Que reste-t-il de cette âme de Boganda, presque 50 ans après sa disparition prématurée ? M. Clotaire Saulet Surungba a eu la lourde tâche d'aborder l'inventaire. Il a d'abord rappelé que bien des éléments laissés par Boganda sont toujours en place, à commencer par le pays lui-même, l'actuelle République Centrafricaine, et son hymne ainsi que son drapeau. Mais il faut rappeler que l'indépendance isolée était déjà une trahison des vœux profonds de Boganda. Il reste aussi le parti politique qu'il avait fondé, le MESAN. Evoquant la devise de la RCA – Unité, Dignité, Travail –  Surungba a exhorté fraternellement ses compatriotes à se ressaisir.

« Nous partions d'un noble idéal d'unité avec les autres, et nous avons perdu l'unité entre nous. La RCA, terre des bantous est devenue une terre de braqueurs, tandis que la population était tentée par le repli identitaire. Quand j'évoque la dignité, mon cœur saigne. Si Boganda était vraiment « le plus prestigieux et le plus capable des hommes politiques équatoriens » (Georges Chaffard), il y a de quoi être honteux. Notre pays fait appel à toutes sortes de médiations étrangères et le classement du PNUD nous met en toute fin de classement. A un dollar par jour, je vous demande où est la dignité. Quant au travail, il est déprécié de nos jours, car nos compatriotes n'arrivent pas à produire ni à écouler leurs produits. Il leur faut emprunter tous les raccourcis pour survivre. »

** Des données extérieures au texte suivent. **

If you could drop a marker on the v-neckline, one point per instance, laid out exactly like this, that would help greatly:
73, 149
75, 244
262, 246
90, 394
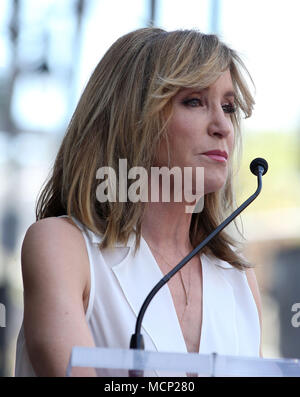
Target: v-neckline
172, 302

Après ces rudes propos, un homme d'église, le père Pierre Saulnier, s'est efforcé de redonner du baume au cœur à l'assistance. Cet ecclésiastique français, passionné d'ethnolinguistique, a évoqué la richesse de la culture sango et l'a fait en évoquant la culture populaire, sans oublier la riche chanson centrafricaine contemporaine et les thèmes déclinés par ses artistes. Et l'auteur de « Le Centrafrique entre mythe et réalité » de conclure : « Croyez moi, les Centrafricains ont une culture riche et originale et ils savent très bien en parler et la faire aimer. »

Alors, l'avenir justement ? Après les rudes propos d'un compatriote sur le passé récent et le message de réconfort d'un homme d'Eglise bienveillant et compatissant, quelle vision pour l'avenir ? Il revenait à Jean-Pierre Mara d'évoquer l'avenir, 50 ans après Boganda.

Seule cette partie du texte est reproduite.